# Orange Roughy



## lovetosmoke (Feb 23, 2007)

Has anyone ever smoke orange roughy?  My wife bought some and I thought I would smoke a little bit just to try it.  I thought I would try Dutchs Maple Glaze on it.


----------



## tonto1117 (Feb 23, 2007)

Interesting... never thought to try smoking orange roughy, not a very strong fish so you might want to go easy on the smoke, I think it will pick it up quickly.Please let us know how it comes out, I eat that all the time and would like a new way to prepare it.


----------



## deejaydebi (Feb 23, 2007)

I was wondering what the heck orange roughy was. Not being a big fish person I thought it was a fruit of some sort. LOL

This sounds like a canidate for plank smoking.


----------



## smokyokie (Feb 23, 2007)

Roughy is so delicate that I would be afraid it would fall apart before I got it out of the smoker.  It's also such a delicate flavor, I'd be concerned that smoke would be all you'd taste.

Let us know what happens.

Tim


----------



## squeezy (Feb 23, 2007)

I do salmon steaks on my Brinkman for 1 to 1 1/2 hours using apple or mesquite. Orange Roughy is dense similar to salmon, so I expect would be similar. I haven't had any since I read that O R is on the endangered species list. Love to know how it comes out for you.

Squeezy 8)


----------



## lovetosmoke (Feb 25, 2007)

Well I smoked the orange roughy yesterday.  It turned out pretty good, I used Dutch's Maple Glaze.  The only thing I had a problem with was that it fell apart.  But it still tasted good.  My camera is busted otherwise I would have taken a picture to show everyone.  My wife and I  will be getting a new camera pretty soon so that I can post pictures.


----------



## squeezy (Feb 25, 2007)

I sometimes use a piece of foil pierced with small holes between the grill and the fish, then slide it onto a serving plate so as to not break up the fish too much.
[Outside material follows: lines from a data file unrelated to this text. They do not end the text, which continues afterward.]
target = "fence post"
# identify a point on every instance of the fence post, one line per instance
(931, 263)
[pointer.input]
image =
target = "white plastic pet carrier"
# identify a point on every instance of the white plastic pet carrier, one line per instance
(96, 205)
I'll bet it was moist and tender ... yes?

Squeezy


----------



## lovetosmoke (Feb 25, 2007)

Very moist and tender.  I will have to try it with foil next time.


----------



## vulcan75001 (Feb 26, 2007)

Sounds like an interesting fish to try.... a little change from the salmon...
In Wally World..in the BBQ isle...  they have "grill savers" either round or rectangle...they are an aluminum mesh that works very well for small items and for the delicate as well...use them frequently...also work well for fatties...they keep the sausage from sinking into the smoker racks...lets ya turn them easy at half time..


----------



## squeezy (Feb 26, 2007)

What is Dutch's maple glaze recipe?

Squeezy


----------



## jmastera (Feb 26, 2007)

Last time I had Roughy, 2 weekes ago, I didn't smoke it but pan fried it.  I put a little homeade bbq sauce on it and sprinkled with the spice rub I made.  It comes out really good.


----------



## smokyokie (Feb 26, 2007)

http://www.smokingmeatforums.com/for...7s+maple+glaze


----------



## tonto1117 (Feb 26, 2007)

Thanks lovetosmoke, I'll have to give it a try. What kind of wood did you go with and for how long?


----------



## smokyokie (Feb 27, 2007)

I was afraid thar might happen.


----------